Nam Y. Huh, Associated Press
CHICAGO — The Washington Nationals were rallying again and Ian Desmond figured this one would go their way, too.
Instead, they came up short.
Jeff Samardzija dominated into the ninth, outpitching Jordan Zimmermann, and the Chicago Cubs beat the Nationals 4-3 Sunday for their first win of the Theo Epstein era.
"We were all in the dugout on the edge, waiting for the next guy to get up," Desmond said. "We fell a little short, but we won the series, and now on to New York (to play the Mets)."
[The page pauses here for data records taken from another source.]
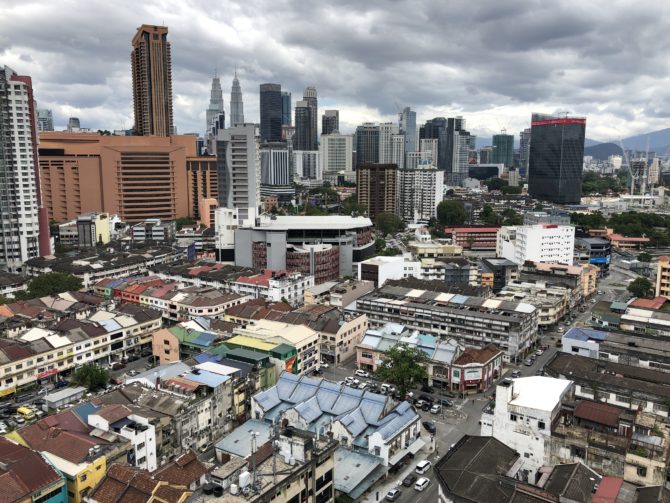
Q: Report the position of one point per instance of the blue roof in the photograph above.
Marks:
(585, 334)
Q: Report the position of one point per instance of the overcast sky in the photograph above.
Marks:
(493, 62)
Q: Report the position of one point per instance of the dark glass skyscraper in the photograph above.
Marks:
(271, 112)
(556, 158)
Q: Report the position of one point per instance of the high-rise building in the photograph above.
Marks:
(336, 156)
(377, 188)
(503, 149)
(271, 112)
(25, 231)
(238, 163)
(309, 97)
(236, 104)
(215, 108)
(386, 132)
(152, 81)
(367, 144)
(330, 122)
(524, 152)
(556, 158)
(407, 122)
(45, 120)
(302, 139)
(286, 110)
(419, 192)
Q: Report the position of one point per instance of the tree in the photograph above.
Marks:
(52, 283)
(403, 366)
(641, 287)
(91, 376)
(388, 223)
(451, 213)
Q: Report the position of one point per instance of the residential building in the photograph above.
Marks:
(271, 112)
(152, 81)
(238, 164)
(236, 103)
(336, 156)
(555, 158)
(472, 321)
(537, 243)
(330, 122)
(376, 188)
(25, 232)
(74, 168)
(526, 411)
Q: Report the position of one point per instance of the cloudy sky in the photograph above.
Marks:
(493, 62)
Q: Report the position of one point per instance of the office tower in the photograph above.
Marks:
(419, 192)
(407, 121)
(330, 122)
(367, 144)
(377, 188)
(271, 112)
(503, 149)
(152, 81)
(136, 177)
(386, 132)
(336, 156)
(302, 139)
(25, 228)
(238, 163)
(215, 109)
(286, 110)
(556, 158)
(309, 96)
(45, 120)
(236, 105)
(524, 152)
(398, 150)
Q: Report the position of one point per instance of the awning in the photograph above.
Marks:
(412, 448)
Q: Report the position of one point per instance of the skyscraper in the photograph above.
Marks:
(25, 230)
(330, 122)
(286, 110)
(503, 149)
(367, 144)
(236, 105)
(271, 112)
(45, 120)
(556, 158)
(215, 108)
(302, 139)
(309, 96)
(152, 81)
(407, 121)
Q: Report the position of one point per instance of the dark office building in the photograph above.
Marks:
(367, 144)
(556, 158)
(286, 108)
(271, 112)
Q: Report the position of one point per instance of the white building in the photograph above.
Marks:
(336, 156)
(419, 192)
(537, 243)
(525, 411)
(238, 157)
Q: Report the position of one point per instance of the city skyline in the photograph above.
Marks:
(571, 57)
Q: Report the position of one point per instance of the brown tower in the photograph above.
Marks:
(152, 81)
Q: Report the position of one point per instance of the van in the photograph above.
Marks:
(26, 413)
(423, 466)
(421, 484)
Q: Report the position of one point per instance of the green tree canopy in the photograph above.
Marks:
(641, 287)
(403, 366)
(451, 213)
(91, 376)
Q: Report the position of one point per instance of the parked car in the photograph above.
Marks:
(429, 426)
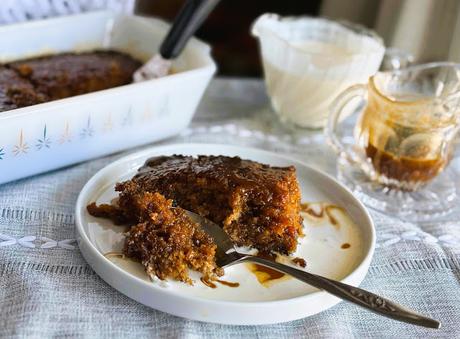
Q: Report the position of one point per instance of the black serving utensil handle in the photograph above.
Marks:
(189, 19)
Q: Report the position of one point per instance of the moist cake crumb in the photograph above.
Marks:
(165, 240)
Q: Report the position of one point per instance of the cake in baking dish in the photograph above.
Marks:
(36, 80)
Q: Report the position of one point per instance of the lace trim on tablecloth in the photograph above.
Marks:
(12, 11)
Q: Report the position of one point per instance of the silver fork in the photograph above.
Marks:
(226, 255)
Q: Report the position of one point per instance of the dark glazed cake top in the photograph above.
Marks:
(230, 172)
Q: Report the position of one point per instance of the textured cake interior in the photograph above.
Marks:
(164, 239)
(36, 80)
(257, 206)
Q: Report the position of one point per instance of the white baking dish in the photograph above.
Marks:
(42, 137)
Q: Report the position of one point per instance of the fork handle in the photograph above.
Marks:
(350, 293)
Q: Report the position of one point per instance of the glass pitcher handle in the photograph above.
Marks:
(336, 111)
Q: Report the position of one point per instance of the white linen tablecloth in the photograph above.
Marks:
(48, 290)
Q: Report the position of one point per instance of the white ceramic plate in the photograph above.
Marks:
(251, 303)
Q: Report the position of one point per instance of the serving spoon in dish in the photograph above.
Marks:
(227, 255)
(186, 23)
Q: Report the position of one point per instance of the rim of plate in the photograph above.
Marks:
(155, 149)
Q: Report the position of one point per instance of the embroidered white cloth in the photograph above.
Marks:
(47, 289)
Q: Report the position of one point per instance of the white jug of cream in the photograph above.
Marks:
(309, 61)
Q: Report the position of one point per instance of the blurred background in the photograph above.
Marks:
(428, 29)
The Nationals were shut down by Samardzija (1-0) right until the end, and then things got real interesting. After rallying against Kerry Wood and Carlos Marmol to win the first two games, Washington came up short in the ninth and couldn't quite complete the three-game sweep.
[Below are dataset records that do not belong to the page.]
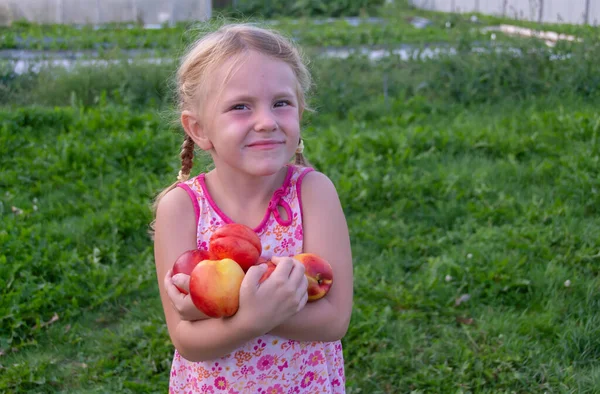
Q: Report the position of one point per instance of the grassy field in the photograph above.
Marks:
(471, 187)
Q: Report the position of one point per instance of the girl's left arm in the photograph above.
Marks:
(325, 233)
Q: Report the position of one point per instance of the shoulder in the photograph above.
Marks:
(175, 206)
(317, 188)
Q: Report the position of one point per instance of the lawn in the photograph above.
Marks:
(470, 184)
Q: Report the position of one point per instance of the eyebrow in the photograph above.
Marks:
(247, 97)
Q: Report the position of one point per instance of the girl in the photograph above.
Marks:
(242, 94)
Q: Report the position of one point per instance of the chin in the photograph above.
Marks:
(266, 167)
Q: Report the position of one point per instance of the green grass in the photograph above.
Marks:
(396, 29)
(499, 202)
(470, 184)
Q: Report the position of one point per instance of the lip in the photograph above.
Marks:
(265, 144)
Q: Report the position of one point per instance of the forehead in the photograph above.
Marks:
(253, 74)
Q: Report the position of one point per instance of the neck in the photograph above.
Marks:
(236, 193)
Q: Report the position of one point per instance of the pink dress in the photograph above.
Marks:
(267, 364)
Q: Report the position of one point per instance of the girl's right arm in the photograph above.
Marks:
(262, 307)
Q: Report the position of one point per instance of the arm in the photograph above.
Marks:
(176, 233)
(325, 234)
(262, 306)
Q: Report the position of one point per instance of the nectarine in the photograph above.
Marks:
(237, 242)
(319, 274)
(186, 262)
(215, 287)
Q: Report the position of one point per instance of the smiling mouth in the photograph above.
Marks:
(265, 144)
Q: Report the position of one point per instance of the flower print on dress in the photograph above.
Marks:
(265, 362)
(276, 389)
(221, 383)
(315, 358)
(307, 379)
(298, 233)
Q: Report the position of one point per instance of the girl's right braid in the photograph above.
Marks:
(187, 159)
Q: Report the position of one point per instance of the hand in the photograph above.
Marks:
(182, 303)
(266, 305)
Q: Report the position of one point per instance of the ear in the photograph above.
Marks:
(193, 127)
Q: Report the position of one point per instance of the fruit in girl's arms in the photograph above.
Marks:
(319, 274)
(237, 242)
(186, 262)
(270, 268)
(215, 287)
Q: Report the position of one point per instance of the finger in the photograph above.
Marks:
(284, 266)
(182, 281)
(298, 273)
(253, 275)
(167, 280)
(302, 289)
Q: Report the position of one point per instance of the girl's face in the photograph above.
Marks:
(252, 120)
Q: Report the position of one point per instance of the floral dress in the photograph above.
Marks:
(267, 364)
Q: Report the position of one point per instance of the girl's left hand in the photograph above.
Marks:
(182, 303)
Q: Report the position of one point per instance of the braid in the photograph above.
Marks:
(187, 158)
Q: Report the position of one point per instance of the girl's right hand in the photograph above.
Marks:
(266, 305)
(181, 302)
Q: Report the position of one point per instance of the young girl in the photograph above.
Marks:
(242, 94)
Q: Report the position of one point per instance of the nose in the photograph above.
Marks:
(265, 120)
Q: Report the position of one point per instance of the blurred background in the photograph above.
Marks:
(462, 137)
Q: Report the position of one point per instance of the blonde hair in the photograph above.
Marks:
(212, 50)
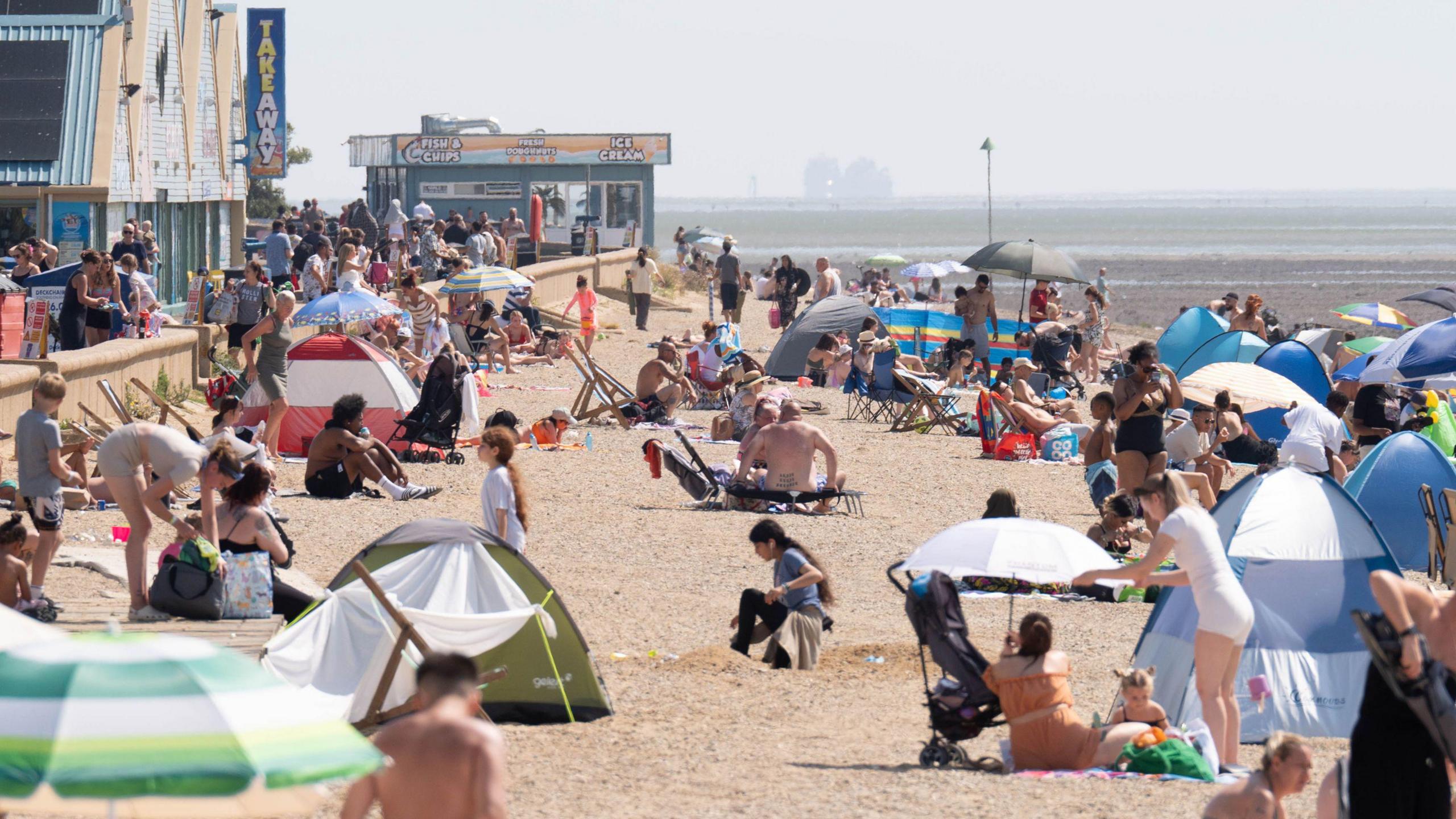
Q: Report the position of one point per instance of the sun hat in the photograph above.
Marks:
(752, 378)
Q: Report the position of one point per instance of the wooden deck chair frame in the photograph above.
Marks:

Ryan Zimmerman reached when Starlin Castro bounced the throw to first after fielding a two-out grounder to shortstop. Samardzija stayed in after a visit from manager Dale Sveum — who was booed when he came out and cheered when he went back to the dugout — and Adam LaRoche drilled his second two-run homer in as many games, sending a drive to the seats in right that cut it to 4-3.
Marmol came in and walked Jayson Werth before Xavier Nady fouled out to Castro near the third base dugout to end the game for his first save.
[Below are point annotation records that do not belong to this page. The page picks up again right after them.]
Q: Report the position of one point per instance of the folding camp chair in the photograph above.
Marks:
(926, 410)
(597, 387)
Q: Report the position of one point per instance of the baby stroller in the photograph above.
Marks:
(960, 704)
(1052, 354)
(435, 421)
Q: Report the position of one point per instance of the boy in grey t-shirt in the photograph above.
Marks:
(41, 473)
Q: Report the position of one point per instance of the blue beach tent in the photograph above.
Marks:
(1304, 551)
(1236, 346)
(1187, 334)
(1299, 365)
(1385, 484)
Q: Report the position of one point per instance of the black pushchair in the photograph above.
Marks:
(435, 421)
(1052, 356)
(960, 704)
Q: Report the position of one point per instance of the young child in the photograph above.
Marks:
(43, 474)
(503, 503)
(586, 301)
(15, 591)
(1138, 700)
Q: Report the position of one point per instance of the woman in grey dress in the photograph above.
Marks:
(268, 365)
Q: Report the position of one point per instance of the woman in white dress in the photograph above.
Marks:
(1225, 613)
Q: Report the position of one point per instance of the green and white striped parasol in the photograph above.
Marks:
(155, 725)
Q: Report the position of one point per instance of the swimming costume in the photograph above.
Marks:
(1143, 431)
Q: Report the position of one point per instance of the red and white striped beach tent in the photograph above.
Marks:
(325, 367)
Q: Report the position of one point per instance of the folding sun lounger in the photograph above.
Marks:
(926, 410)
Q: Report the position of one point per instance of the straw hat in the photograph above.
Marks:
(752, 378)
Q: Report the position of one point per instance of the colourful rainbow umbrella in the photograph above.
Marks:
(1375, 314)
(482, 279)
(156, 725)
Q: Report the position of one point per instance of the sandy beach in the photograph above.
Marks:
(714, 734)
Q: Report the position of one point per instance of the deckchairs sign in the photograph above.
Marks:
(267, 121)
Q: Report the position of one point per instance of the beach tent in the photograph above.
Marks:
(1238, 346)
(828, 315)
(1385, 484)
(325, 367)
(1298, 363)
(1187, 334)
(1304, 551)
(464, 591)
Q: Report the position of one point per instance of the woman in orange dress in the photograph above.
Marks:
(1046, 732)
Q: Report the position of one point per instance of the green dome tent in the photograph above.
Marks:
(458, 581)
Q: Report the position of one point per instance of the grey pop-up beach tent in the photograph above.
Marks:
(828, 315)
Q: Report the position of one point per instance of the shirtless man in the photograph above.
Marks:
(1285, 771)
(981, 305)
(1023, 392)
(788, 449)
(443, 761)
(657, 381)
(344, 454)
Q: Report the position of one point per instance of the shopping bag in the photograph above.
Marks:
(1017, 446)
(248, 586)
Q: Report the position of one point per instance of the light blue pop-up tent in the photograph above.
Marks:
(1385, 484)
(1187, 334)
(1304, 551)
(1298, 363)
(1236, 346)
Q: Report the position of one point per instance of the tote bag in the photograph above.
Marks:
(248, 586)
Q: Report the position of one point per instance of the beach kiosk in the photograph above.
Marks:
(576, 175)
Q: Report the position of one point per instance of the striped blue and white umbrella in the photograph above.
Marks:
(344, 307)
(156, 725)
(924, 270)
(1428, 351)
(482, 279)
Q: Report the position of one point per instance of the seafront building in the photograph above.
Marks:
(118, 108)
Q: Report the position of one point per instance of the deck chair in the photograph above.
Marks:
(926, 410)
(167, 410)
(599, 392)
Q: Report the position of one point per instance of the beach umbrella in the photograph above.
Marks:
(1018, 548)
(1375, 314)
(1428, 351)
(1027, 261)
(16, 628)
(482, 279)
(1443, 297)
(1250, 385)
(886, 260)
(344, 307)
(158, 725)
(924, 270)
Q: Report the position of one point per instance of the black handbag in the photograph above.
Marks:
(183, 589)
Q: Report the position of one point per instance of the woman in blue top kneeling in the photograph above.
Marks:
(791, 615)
Samardzija was simply spectacular in his sixth career start, allowing four hits and an earned run. He struck out eight without a walk as the Cubs shook off two wrenching losses to start the season.
"(Samardzija's) developed pitches over the last couple years with that cutter, and now, he's got that split," said Steve Clevenger, who caught Samardzija in the minors. "He can throw it any time and any count. It makes him tough on hitters."
The Nationals certainly were impressed.
"He had three good pitches and he was out there grinding," Ian Desmond said. "He was anywhere from 98 (mph) to 90 with his fastball and had his split, the occasional cut . he was out there, he was pumping strikes."
Alfonso Soriano drove in two runs, with a sacrifice fly in the fourth and run-scoring single off Zimmermann (0-1) in the sixth to give Chicago a 2-1 lead after Washington tied it in the top half.
Castro had two hits, scored twice and stole two bases. He doubled in a run off Ryan Mattheus and scored on Ian Stewart's single in a two-run eighth, sending Chicago to its first win under the new regime.
The Cubs brought in Epstein as president of baseball operations hoping he can help them capture their first championship since 1908 after he put together two title-winning teams in Boston, ending an 86-year drought. Chicago also hired his former Red Sox colleague Jed Hoyer as general manager and Sveum as manager to replace the fired Mike Quade.
They didn't get much off Zimmermann, who held them to two runs — one earned — and six hits before being lifted for a pinch hitter in the eighth. With the Cubs being aggressive or impatient, he threw just 80 pitches and did not walk a batter, but the Nationals came up short after pulling out two dramatic wins.
"I was able to locate the fastball pretty well, and the curveball and slider were both there today," Zimmermann said. "I felt good and felt comfortable throwing anything, anytime in the count."
NOTES: Sveum got a few reminders about his memorable Easter Sunday homer 25 years ago for the Brewers against Kansas City — a game-ending shot that capped a 6-4 comeback win and put Milwaukee at 12-0. The Brewers went on to tie a major league record by winning their first 13 games. "I actually forgot all about it until I got a few texts from the clubbies out in Milwaukee," Sveum said. He spent the previous six seasons on Milwaukee's coaching staff and will see his former team when the Brewers open a four-game series at Wrigley Field on Monday. ... Shaun Marcum starts Monday for Milwaukee against the Cubs' Chris Volstad, who came to Chicago from Miami in the Carlos Zambrano deal. ... The Nationals open a three-game series at the Mets on Monday, with Edwin Jackson making his Washington debut and Mike Pelfrey starting for New York.